FHIR Chat · 1 ServiceRequest w X HealthcareService vs. X ServieRequests · implementers

Stream: implementers

Topic: 1 ServiceRequest w X HealthcareService vs. X ServieRequests


view this post on Zulip Tim Berezny (Oct 08 2019 at 01:20):

We are trying to determine how to refer to multiple services at one target organization. We have two main options:

1) Many ServiceRequets, one for each ServiceRequest.performer.reference(HealthcareService)
2) 1 ServiceRequests with many ServiceRequest.performer.reference(HealthcareService)

ServiceRequests allows for * ServiceRequest.performer, but I feel like that's much less practical when referring to a HealthcareService vs referring to a Practitioner/PractitionerRole. The main problem with 2) is managing the subsequent workflow status (for example, what if one service gets cancelled and the other does not, how to set the status?) and tallying statistics for ServiceRequet volumes to different services.

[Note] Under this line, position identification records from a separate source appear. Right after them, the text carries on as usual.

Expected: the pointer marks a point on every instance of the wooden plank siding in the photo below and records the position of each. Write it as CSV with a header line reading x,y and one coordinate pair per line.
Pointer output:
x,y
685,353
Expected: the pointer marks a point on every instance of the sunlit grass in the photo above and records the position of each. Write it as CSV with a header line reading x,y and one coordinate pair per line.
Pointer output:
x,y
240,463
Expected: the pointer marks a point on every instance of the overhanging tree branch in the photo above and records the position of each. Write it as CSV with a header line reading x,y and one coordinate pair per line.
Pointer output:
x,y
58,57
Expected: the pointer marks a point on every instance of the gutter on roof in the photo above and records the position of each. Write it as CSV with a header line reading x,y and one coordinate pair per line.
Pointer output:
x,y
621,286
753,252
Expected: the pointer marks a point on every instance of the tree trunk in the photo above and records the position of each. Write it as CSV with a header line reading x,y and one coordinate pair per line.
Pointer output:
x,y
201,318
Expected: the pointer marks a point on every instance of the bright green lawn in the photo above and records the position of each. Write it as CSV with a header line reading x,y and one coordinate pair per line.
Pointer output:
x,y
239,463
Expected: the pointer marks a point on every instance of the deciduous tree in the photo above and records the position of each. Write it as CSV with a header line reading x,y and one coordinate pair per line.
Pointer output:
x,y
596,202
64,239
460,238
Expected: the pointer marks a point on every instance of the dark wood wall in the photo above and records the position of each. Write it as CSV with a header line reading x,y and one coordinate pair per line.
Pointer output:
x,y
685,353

What is the prevailing philosophy out the regarding including multiple performer HealthcareServices in a ServiceRequest? I feel like I want to restrict it to one service per referral, but want to understand the rationale behind the 0..* allowance first.

view this post on Zulip Lloyd McKenzie (Oct 08 2019 at 13:37):

What's your intention with respect to suspending/cancelling part of the order? Typically every individual thing ordered should be a separate ServiceRequest to allow them to be managed separately.

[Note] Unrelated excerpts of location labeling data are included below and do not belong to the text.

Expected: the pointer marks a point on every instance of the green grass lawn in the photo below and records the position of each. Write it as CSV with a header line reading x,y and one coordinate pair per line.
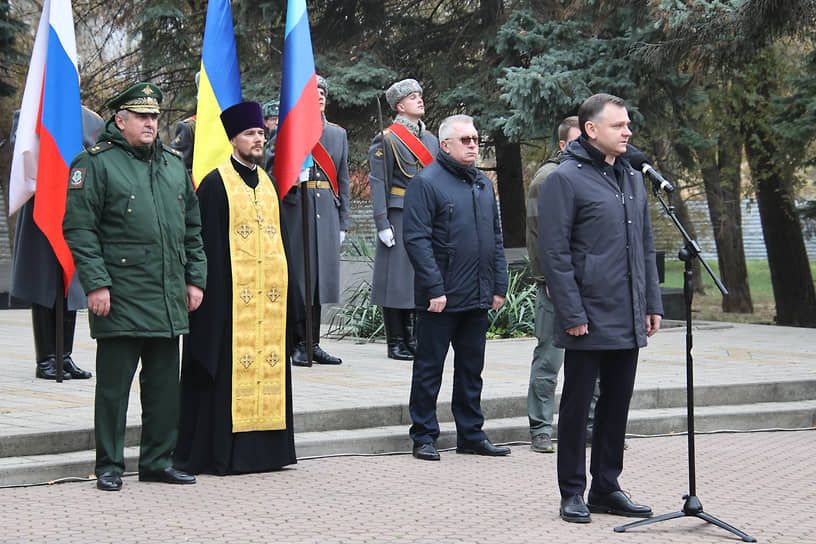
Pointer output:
x,y
708,307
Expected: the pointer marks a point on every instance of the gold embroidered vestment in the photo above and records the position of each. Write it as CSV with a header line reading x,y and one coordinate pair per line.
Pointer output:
x,y
259,287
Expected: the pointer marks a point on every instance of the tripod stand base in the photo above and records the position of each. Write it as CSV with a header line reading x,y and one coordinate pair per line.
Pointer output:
x,y
692,507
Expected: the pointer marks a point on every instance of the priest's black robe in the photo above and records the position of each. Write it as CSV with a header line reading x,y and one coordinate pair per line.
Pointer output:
x,y
206,443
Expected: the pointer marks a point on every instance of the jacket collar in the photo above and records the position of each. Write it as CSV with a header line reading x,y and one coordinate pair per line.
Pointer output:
x,y
111,133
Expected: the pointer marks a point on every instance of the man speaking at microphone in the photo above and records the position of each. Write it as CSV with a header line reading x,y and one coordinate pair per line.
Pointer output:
x,y
597,251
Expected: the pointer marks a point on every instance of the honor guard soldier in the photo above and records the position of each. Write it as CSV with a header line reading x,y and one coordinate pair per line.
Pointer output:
x,y
132,223
395,157
327,195
34,280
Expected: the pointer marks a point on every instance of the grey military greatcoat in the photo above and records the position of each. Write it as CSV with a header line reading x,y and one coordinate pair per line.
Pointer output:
x,y
392,168
34,268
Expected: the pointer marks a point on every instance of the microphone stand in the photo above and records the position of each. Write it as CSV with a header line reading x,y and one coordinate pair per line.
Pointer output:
x,y
692,505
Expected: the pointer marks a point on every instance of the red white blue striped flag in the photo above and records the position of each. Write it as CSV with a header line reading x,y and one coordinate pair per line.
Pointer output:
x,y
49,132
300,123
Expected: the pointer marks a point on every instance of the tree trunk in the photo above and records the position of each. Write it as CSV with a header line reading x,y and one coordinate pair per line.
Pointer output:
x,y
721,176
511,190
792,281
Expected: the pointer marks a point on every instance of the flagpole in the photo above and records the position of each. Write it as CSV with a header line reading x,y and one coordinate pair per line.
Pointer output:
x,y
307,268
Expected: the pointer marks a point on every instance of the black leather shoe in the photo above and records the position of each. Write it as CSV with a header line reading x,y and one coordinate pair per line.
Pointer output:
x,y
619,504
109,481
426,452
70,367
169,475
322,358
574,510
398,350
47,370
483,447
299,355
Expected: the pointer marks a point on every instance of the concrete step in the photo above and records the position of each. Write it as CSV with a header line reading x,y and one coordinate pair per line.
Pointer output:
x,y
394,438
55,442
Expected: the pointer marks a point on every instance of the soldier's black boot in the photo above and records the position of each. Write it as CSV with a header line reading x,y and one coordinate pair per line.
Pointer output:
x,y
394,330
68,364
409,320
44,325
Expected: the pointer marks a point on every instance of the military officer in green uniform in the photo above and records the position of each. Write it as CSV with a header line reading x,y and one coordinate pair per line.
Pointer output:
x,y
133,225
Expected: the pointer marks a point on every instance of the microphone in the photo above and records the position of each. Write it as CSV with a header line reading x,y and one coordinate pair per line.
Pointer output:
x,y
637,159
658,181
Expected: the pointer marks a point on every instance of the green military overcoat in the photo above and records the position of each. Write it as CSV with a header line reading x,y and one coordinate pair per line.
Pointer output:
x,y
133,225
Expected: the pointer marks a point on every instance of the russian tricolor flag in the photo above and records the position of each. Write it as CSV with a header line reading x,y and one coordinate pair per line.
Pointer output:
x,y
49,132
219,87
300,123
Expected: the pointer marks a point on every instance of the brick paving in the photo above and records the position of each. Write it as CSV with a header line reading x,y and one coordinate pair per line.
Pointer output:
x,y
761,483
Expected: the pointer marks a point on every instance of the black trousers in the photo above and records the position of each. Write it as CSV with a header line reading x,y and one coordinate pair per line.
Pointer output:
x,y
300,325
465,331
616,369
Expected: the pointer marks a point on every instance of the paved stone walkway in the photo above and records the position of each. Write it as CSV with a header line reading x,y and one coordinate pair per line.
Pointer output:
x,y
761,483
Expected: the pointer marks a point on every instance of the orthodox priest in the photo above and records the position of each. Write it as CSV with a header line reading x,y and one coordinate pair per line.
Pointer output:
x,y
236,401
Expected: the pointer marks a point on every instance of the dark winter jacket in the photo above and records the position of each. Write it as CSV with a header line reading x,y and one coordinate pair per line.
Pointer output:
x,y
597,250
452,234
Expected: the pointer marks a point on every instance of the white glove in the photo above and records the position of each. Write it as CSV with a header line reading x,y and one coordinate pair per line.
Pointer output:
x,y
386,236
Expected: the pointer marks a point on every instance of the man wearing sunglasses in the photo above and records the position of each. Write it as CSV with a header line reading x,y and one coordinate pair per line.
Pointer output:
x,y
453,237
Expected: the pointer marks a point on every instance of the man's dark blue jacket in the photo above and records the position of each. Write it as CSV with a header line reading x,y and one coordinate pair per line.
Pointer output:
x,y
597,250
452,234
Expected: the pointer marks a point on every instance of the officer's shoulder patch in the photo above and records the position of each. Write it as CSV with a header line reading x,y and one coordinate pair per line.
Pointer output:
x,y
172,151
76,180
99,147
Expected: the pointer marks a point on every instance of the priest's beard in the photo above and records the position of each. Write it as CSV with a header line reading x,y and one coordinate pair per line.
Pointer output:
x,y
254,157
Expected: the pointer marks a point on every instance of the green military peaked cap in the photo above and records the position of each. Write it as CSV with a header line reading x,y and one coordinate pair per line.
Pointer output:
x,y
140,98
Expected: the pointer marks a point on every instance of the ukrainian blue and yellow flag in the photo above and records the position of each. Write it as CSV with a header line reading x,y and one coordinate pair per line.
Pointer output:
x,y
219,88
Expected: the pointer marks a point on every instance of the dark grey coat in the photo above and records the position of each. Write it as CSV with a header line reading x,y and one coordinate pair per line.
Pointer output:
x,y
34,268
597,251
453,237
328,215
393,281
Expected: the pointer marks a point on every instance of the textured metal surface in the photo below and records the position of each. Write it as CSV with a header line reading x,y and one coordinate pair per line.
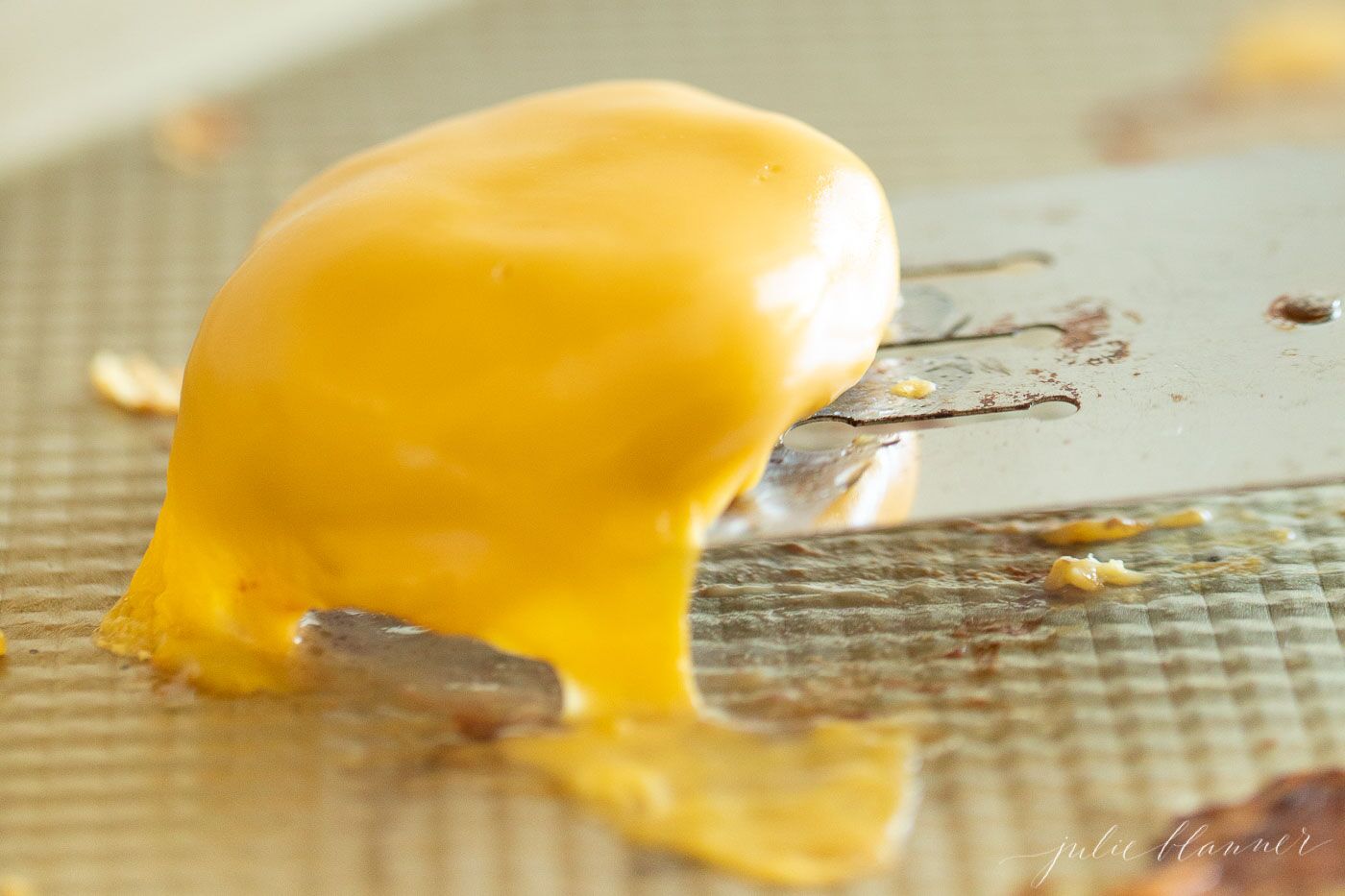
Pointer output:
x,y
1160,285
1056,718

view this post on Zulip Lloyd McKenzie (Oct 08 2019 at 13:38):

(and resulted separately)

view this post on Zulip Tim Berezny (Oct 14 2019 at 23:31):

The use case is mainly concerned with sending ONE rather than many updates back to the requester ... but at the same time wants to progress the status of each request at different rates, AND potentially wants to add additional services that were not part of the initial ServiceRequest (and let the requester i.e., family doc) know all of that at once.

I'm puzzling trying to figure out how to put all these pieces together...

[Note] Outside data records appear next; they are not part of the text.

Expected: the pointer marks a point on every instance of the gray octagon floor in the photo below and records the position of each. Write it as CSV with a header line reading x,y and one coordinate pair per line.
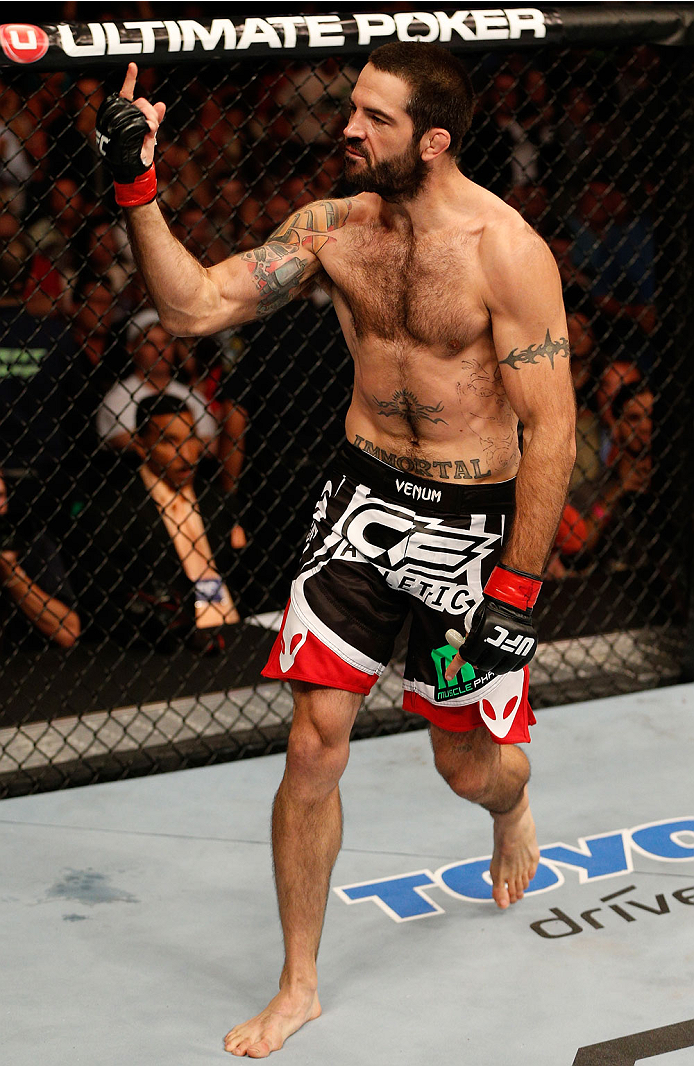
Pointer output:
x,y
139,921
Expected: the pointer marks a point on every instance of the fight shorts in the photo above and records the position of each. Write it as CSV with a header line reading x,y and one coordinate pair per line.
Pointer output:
x,y
385,544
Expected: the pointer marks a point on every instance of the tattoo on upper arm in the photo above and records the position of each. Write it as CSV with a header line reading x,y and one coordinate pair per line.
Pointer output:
x,y
548,350
277,271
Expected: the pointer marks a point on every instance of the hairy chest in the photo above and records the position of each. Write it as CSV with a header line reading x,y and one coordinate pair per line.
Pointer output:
x,y
399,289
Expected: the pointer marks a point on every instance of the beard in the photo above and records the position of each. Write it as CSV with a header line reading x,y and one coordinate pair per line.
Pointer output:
x,y
400,178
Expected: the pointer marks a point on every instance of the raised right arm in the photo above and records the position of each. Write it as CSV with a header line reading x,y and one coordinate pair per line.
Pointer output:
x,y
193,300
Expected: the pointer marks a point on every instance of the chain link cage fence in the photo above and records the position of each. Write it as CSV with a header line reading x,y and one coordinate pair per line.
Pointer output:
x,y
107,669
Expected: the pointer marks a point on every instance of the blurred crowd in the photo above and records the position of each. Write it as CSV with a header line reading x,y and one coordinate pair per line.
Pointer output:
x,y
97,400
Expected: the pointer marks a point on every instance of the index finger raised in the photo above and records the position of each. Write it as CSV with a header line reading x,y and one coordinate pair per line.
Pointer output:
x,y
129,84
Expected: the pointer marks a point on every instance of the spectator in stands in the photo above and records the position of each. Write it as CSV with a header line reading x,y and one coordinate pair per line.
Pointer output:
x,y
616,514
15,162
36,600
59,238
110,258
154,354
73,151
588,426
154,543
36,386
611,381
616,248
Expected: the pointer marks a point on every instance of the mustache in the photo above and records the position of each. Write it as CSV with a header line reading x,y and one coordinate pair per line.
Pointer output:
x,y
355,147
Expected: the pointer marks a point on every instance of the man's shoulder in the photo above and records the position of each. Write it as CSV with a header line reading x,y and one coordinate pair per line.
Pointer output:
x,y
509,246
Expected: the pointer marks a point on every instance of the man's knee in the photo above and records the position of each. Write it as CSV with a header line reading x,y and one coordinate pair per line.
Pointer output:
x,y
319,743
469,778
469,768
310,755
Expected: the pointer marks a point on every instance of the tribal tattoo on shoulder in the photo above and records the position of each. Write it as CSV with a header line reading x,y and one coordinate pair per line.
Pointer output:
x,y
277,272
548,350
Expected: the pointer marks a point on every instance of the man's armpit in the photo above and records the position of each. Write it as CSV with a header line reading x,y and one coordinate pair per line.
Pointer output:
x,y
547,350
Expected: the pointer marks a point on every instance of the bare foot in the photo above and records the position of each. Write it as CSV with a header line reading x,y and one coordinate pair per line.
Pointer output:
x,y
516,853
269,1030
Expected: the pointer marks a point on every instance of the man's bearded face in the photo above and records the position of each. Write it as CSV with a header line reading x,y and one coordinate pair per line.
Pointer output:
x,y
399,178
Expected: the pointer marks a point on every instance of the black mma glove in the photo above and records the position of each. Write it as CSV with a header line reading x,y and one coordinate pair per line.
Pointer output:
x,y
120,130
501,636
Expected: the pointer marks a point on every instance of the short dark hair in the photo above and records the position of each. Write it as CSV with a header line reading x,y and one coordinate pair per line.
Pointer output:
x,y
440,91
162,403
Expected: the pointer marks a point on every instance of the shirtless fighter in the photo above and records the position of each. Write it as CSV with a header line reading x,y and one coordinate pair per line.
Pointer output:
x,y
452,309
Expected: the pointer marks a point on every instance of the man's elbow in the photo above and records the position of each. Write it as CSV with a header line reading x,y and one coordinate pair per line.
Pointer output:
x,y
68,632
198,321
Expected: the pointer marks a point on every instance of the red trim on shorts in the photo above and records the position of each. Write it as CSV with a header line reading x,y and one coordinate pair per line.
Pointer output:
x,y
317,664
464,719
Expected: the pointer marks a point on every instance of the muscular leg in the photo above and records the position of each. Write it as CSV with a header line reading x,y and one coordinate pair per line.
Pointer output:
x,y
306,838
496,777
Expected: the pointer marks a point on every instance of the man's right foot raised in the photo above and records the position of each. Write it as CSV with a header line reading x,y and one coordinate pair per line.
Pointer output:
x,y
269,1030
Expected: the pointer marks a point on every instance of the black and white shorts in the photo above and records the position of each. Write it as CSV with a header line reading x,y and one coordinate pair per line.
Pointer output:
x,y
385,544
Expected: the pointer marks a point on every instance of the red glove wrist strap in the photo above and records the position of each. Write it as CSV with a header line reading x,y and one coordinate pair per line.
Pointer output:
x,y
143,190
519,590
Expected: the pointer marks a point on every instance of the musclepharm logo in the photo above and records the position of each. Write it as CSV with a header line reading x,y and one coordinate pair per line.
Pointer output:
x,y
406,897
466,680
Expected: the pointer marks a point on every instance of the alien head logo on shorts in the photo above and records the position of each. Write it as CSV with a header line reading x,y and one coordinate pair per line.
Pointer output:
x,y
23,43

view this post on Zulip Lloyd McKenzie (Oct 14 2019 at 23:48):

The division across multiple resources should never be driven by how much you want to communicate at once. If you need to communicate more than one thing at once and don't want to sue something like _include queries, you're pretty much stuck with messaging. The division of content into one request vs. multiples is driven by what has independent state - and it sounds like in this case you have that.